Diferentemente de outros estados, Goiás não prevê emendas parlamentares coletivas ou de bancada. Estados como Minas Gerais, Amazonas e Santa Catarina adotaram essa modalidade, que permite a destinação conjunta de recursos por grupos de parlamentares, seguindo parâmetros similares aos da Constituição Federal.
Transparência
O estudo destaca que Goiás disponibiliza de forma transparente as informações sobre suas emendas parlamentares impositivas, tanto na Lei Orçamentária Anual quanto em seus portais de transparência. Esta prática contrasta com outros entes federados, como Pará, Belém, Teresina e Boa Vista, onde foi necessário estimar valores com base nos percentuais previstos na legislação e dados da Receita Corrente Líquida.
A transparência na divulgação dos valores das emendas parlamentares é fundamental para o controle social e acompanhamento da execução orçamentária pelos cidadãos, permitindo maior fiscalização sobre a aplicação dos recursos públicos destinados através dessas programações.
Desafios
O estudo aponta que a adoção de emendas parlamentares impositivas em âmbito estadual e municipal ainda se apresenta como tema cercado de controvérsias jurídicas e institucionais. Permanecem em aberto questões relevantes sobre os montantes que podem ser fixados nas respectivas leis orçamentárias, especialmente diante da ausência de consenso sobre a aplicação de percentuais estabelecidos na Constituição Federal aos legislativos estaduais e municipais.
O recente julgamento da ADI 7493 evidencia que a matéria continua em evolução interpretativa, o que mantém o debate aberto quanto à definição de limites adequados para estados e municípios. Para Goiás, que atualmente adota o percentual de 1,2% da RCL, a decisão do STF que estabeleceu 1,55% como limite pode exigir adequações futuras na legislação estadual.
A diversidade de parâmetros utilizados pelos diferentes entes federados - variando de 0,0041% até 2% da RCL - e o uso de bases de cálculo distintas da Receita Corrente Líquida em alguns casos podem ser alvo de questionamentos jurídicos, tendo em vista que a dissonância em relação ao padrão federal poderia ser caracterizada como violação ao princípio da simetria constitucional.
Perspectivas
Com mais de R$ 11 bilhões destinados às emendas parlamentares impositivas em estados e capitais brasileiras, o instrumento se consolida como importante mecanismo de participação do Poder Legislativo na definição de prioridades orçamentárias locais.
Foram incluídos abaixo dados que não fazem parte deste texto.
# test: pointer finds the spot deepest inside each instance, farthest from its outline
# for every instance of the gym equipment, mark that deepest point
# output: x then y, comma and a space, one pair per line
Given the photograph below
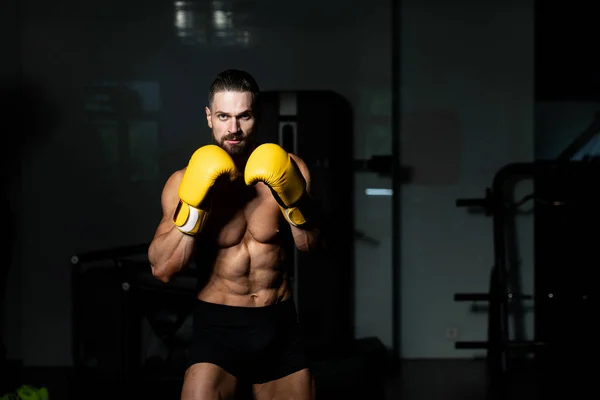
566, 198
Em Goiás, os R$ 531,6 milhões estaduais somados aos R$ 176,1 milhões de Goiânia representam recursos significativos para investimentos e políticas públicas.
O cenário aponta para a necessidade de maior uniformização das regras aplicáveis às emendas parlamentares impositivas nos entes subnacionais, respeitando-se o princípio da simetria constitucional e as decisões do STF. A evolução jurisprudencial indica que ajustes podem ser necessários nas legislações locais para adequação plena aos parâmetros constitucionais federais.
Para Goiás, a consolidação do instrumento das emendas parlamentares impositivas representa oportunidade de fortalecimento da participação legislativa no processo orçamentário, desde que mantida estrita observância às normas constitucionais e à jurisprudência do Supremo Tribunal Federal, garantindo segurança jurídica e efetividade na aplicação dos recursos públicos destinados através dessas programações orçamentárias.